Symptoms can last for weeks or sometimes months, and commonly include extreme fatigue, shortness of breath, heart palpitations, chest pain or tightness, problems with memory and concentration, changes to taste and smell, and joint and muscle pain. As more cases are studied many additional symptoms are being attributed this phenomenon. For many effected work and normal activities are impossible.
More than 10 million Australians have experienced Covid-19 so it is likely that between 4 and 500,000 Australians have or are experiencing Long Covid. Certainly Primary Care and Mental Health facilities are finding it difficult to cope with the numbers needing help.
The cause of the condition is unknown and, as you can imagine, is being subjected to intense world-wide research. It appears most likely that in susceptible individuals the immune response to infection involves an attack on the SARS virus that is not targeted narrowly enough resulting in “innocent bystander’ tissue damage— ‘auto-immunity’. This theory is strengthened by new data reporting a return of Long Covid symptoms in those who had recovered but then experienced a second infection with the virus.

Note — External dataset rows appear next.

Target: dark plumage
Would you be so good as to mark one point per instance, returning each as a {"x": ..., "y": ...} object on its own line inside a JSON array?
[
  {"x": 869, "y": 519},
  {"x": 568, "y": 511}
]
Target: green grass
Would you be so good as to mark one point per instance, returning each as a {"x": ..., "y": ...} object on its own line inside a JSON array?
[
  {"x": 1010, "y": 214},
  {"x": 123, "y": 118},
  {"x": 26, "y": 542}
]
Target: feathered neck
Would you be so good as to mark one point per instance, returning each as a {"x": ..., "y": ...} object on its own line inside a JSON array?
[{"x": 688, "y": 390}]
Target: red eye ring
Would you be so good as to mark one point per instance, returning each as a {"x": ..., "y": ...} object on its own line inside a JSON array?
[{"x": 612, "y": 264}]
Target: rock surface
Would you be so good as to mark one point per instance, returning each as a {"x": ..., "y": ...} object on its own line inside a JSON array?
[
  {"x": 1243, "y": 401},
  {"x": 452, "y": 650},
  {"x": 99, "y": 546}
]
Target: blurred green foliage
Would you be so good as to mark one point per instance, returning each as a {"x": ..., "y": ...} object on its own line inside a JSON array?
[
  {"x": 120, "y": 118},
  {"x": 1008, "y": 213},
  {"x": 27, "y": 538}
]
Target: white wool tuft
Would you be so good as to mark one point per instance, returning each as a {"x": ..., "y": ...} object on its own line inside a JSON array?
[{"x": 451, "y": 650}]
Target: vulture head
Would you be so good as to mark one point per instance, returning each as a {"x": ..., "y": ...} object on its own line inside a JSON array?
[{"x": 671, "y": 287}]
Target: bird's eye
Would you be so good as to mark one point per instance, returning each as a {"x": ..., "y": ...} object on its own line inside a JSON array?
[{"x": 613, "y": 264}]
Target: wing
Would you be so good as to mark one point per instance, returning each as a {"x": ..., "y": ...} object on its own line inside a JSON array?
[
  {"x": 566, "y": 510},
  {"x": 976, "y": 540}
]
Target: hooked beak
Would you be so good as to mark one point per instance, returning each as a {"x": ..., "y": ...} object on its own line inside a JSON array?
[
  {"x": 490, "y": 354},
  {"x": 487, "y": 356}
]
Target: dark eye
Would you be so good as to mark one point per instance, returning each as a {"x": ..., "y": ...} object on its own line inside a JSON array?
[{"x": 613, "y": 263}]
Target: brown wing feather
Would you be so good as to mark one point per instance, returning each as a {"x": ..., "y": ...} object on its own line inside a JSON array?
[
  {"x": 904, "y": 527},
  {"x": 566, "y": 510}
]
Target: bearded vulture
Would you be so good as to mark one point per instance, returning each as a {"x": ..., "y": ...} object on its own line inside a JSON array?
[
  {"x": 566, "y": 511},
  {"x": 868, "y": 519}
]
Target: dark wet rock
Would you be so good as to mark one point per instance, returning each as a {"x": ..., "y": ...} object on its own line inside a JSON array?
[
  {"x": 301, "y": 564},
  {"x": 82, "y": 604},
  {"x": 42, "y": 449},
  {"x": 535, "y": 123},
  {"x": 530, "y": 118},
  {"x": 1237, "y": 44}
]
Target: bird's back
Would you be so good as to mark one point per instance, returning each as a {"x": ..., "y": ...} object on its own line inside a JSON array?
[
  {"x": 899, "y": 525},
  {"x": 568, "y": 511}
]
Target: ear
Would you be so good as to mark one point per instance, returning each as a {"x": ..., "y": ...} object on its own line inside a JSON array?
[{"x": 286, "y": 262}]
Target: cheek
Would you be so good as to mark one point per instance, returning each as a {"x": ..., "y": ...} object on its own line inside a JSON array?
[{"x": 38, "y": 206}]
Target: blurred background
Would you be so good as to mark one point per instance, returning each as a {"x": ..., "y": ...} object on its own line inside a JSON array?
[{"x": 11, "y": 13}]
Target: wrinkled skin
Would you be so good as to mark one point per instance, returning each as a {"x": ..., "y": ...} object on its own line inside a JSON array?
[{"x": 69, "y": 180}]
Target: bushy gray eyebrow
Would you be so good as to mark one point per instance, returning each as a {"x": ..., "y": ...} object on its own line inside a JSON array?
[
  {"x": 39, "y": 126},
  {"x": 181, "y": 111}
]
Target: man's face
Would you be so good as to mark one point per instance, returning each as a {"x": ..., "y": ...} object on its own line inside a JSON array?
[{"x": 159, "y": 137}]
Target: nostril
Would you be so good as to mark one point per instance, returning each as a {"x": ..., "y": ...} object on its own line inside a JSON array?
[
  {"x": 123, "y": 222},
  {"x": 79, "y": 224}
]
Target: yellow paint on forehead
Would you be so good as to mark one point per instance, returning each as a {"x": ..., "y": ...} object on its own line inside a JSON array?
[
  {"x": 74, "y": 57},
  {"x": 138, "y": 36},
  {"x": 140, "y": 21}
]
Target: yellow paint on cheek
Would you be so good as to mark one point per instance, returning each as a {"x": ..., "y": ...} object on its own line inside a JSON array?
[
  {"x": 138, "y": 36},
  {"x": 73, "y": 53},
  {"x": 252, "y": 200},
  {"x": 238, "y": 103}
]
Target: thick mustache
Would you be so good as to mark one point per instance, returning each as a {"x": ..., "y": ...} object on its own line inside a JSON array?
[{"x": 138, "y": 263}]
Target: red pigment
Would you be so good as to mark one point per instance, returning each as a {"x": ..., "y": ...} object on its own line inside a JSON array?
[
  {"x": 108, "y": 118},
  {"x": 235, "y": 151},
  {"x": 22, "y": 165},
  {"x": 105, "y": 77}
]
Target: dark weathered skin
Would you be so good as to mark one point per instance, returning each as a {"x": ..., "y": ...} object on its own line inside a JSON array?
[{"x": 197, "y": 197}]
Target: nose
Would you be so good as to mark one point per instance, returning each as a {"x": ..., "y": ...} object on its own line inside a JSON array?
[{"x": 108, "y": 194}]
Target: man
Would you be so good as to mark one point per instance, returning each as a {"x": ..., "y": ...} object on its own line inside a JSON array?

Given the above it is probably not surprising though certainly unfortunate, that vaccination, while reducing serious illness and deaths from the acute infection, appears to offer little protection from ‘Long Covid’.
There are some important conclusions from all the above. We need to intensify our efforts to increase the number of us who are fully vaccinated. Vaccination does not prevent one from becoming infected but does markedly reduce our infectiousness. This is important as reducing the suffering from Long Covid will only occur when fewer Australians are exposed to the virus.
More than 500 of us develop symptoms of this serious condition each week. How shortsighted has been our very premature retreat from crucial public health measures that reduce transmission. No masks required on planes or public transport? Isolation if infected for only 5 days? All this as a new more infectious variant (BA4.6) is racing around the world.